Given filters named A, B and C the response would return buckets with the following names:
| A | B | C | |
|---|---|---|---|
A | A | A&B | A&C |
B | B | B&C | |
C | C |
The intersecting buckets e.g A&C are labelled using a combination of the two filter names separated by
the ampersand character. Note that the response does not also include a "C&A" bucket as this would be the
same set of documents as "A&C". The matrix is said to be symmetric so we only return half of it. To do this we sort
the filter name strings and always use the lowest of a pair as the value to the left of the "&" separator.

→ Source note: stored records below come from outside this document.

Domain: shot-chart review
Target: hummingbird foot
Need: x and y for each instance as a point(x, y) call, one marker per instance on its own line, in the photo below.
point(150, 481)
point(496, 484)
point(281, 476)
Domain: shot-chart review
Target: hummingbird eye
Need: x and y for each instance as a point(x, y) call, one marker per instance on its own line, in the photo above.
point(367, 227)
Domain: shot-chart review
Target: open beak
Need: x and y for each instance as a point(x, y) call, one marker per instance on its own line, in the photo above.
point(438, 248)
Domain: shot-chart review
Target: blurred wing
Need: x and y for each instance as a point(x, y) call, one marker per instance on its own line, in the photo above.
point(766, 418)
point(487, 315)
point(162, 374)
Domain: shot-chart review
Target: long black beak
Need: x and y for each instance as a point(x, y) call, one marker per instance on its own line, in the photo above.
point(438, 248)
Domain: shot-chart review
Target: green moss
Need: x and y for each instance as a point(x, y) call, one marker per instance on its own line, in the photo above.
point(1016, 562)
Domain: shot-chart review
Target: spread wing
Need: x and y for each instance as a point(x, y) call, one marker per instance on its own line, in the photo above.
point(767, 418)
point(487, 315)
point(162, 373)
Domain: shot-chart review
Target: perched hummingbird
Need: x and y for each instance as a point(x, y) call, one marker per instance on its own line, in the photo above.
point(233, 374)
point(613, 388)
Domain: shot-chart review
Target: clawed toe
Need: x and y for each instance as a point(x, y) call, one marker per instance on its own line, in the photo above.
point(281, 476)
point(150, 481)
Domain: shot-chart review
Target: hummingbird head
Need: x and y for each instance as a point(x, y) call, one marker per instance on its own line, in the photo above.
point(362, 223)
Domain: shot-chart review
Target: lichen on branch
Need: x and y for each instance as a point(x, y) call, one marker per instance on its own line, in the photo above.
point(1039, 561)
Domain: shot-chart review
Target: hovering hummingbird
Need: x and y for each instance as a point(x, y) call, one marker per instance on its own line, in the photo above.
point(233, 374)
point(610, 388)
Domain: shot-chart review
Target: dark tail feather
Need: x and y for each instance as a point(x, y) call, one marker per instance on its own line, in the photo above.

An alternative separator parameter can be passed in the request if clients wish to use a separator string
other than the default of the ampersand.
Example:
PUT /emails/_bulk?refresh
{ "index" : { "_id" : 1 } }
{ "accounts" : ["hillary", "sidney"]}
{ "index" : { "_id" : 2 } }
{ "accounts" : ["hillary", "donald"]}
{ "index" : { "_id" : 3 } }
{ "accounts" : ["vladimir", "donald"]}
GET emails/_search
{
"size": 0,
"aggs" : {
"interactions" : {
"adjacency_matrix" : {
"filters" : {
"grpA" : { "terms" : { "accounts" : ["hillary", "sidney"] }},
"grpB" : { "terms" : { "accounts" : ["donald", "mitt"] }},
"grpC" : { "terms" : { "accounts" : ["vladimir", "nigel"] }}
}
}
}
}
}In the above example, we analyse email messages to see which groups of individuals have exchanged messages. We will get counts for each group individually and also a count of messages for pairs of groups that have recorded interactions.
Response:
{
"took": 9,
"timed_out": false,
"_shards": ...,
"hits": ...,
"aggregations": {
"interactions": {
"buckets": [
{
"key":"grpA",
"doc_count": 2
},
{
"key":"grpA&grpB",
"doc_count": 1
},
{
"key":"grpB",
"doc_count": 2
},
{
"key":"grpB&grpC",
"doc_count": 1
},
{
"key":"grpC",
"doc_count": 1
}
]
}
}
}On its own this aggregation can provide all of the data required to create an undirected weighted graph.
However, when used with child aggregations such as a date_histogram the results can provide the
additional levels of data required to perform dynamic network analysis
where examining interactions over time becomes important.